On November 1932, Ruth Dunn, a pretty 26-year-old physical therapist, rode the Pickwick Stages from Los Angeles to Humboldt County to assume her duties as a therapist with the county. She recalls her excitement coming into the redwood country and seeing the big sign announcing the Humboldt County line. Since then her role in the county has been that of an angel for many generations of crippled children who, even in their late adulthood, still recall her smile and skillful hands, and many keep in touch with her, attributing their successful and active lives to her patience and professional dedication.
It was Tony Costa, one of Ruth’s crippled children and now a grandfather, who suggested this article be written, bringing attention to Ruth’s contribution to Humboldt County health care.
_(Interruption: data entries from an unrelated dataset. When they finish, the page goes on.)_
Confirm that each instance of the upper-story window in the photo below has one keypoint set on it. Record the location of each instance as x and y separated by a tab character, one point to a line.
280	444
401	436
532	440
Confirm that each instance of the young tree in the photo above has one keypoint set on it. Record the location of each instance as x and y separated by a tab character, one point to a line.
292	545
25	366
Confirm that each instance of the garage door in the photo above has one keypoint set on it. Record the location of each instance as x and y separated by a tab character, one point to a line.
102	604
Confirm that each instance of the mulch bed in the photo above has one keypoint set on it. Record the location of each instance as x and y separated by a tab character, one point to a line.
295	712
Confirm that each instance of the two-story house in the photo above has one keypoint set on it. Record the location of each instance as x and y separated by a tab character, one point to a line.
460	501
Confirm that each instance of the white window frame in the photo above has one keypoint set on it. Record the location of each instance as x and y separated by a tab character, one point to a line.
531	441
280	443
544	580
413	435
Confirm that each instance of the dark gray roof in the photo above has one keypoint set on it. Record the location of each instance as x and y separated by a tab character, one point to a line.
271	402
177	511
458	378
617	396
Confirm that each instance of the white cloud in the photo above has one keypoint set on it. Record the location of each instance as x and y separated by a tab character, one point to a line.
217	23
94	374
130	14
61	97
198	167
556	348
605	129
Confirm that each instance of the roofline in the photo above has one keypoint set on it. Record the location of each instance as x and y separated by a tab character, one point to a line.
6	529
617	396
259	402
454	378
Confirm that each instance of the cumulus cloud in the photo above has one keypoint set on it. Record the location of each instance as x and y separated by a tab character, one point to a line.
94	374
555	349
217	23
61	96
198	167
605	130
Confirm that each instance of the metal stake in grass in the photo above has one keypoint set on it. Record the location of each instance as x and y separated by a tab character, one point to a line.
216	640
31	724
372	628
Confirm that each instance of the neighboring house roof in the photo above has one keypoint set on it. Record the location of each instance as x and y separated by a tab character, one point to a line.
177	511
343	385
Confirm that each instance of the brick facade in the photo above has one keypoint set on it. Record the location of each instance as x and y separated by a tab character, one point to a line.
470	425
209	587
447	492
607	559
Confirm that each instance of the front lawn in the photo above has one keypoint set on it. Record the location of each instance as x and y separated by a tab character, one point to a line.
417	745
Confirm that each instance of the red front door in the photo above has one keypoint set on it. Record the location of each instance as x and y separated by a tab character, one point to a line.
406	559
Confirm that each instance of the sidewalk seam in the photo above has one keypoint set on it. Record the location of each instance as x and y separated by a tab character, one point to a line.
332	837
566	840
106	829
Ruth, one of a family of six, always loved children. She was among the first class to graduate from Highland Hospital in Oakland. A few years later, she registered in Los Angeles and was called as a private nurse to the Malibu beach house of George Olsen, a band leader, and his wife, Ethel Shutta, a follies dancer, to care for their child. She was driven by their chauffeur when the child was scheduled to visit his pediatrician.
Life at Malibu was colorful because the Olsens were involved in making the movie “Whoopee,” and Ruth’s room was next door to that of houseguests Eddie Cantor, the star of the show, and his wife Ida. She thought them both charming. Weekends she observed the movie crowds socializing from one house to the next along the beach. She preferred playing cards with the chauffeur and his wife.
The child’s pediatrician, Rothman, suggested Ruth learn physical therapy and teach posture at a private girls’ school, a job that seemed far too dull for Ruth. She did, however, go on to study physical therapy at Children’s Hospital in Hollywood, received her certificate, and was recommended for the position in Humboldt.
The need for a therapist was dramatized by the polio epidemics of the late 1920s, 1930s and 1940s. Those of us who were children then recall summertime meant polio season. Often the fear in the minds of parents and children clouded the joyful, sunny days of summer vacation. Newspapers with big, black headlines and dramatic stories recorded the epidemics as they spread across the country. The Pathe Newsreels often showed the feeding of polio patients encased iron lungs with only their heads protruding. Every class in school had one or two victims of the crippling disease to remind us that the mysterious affliction could strike at home as well, and as soon as a case was reported locally, was on the alert.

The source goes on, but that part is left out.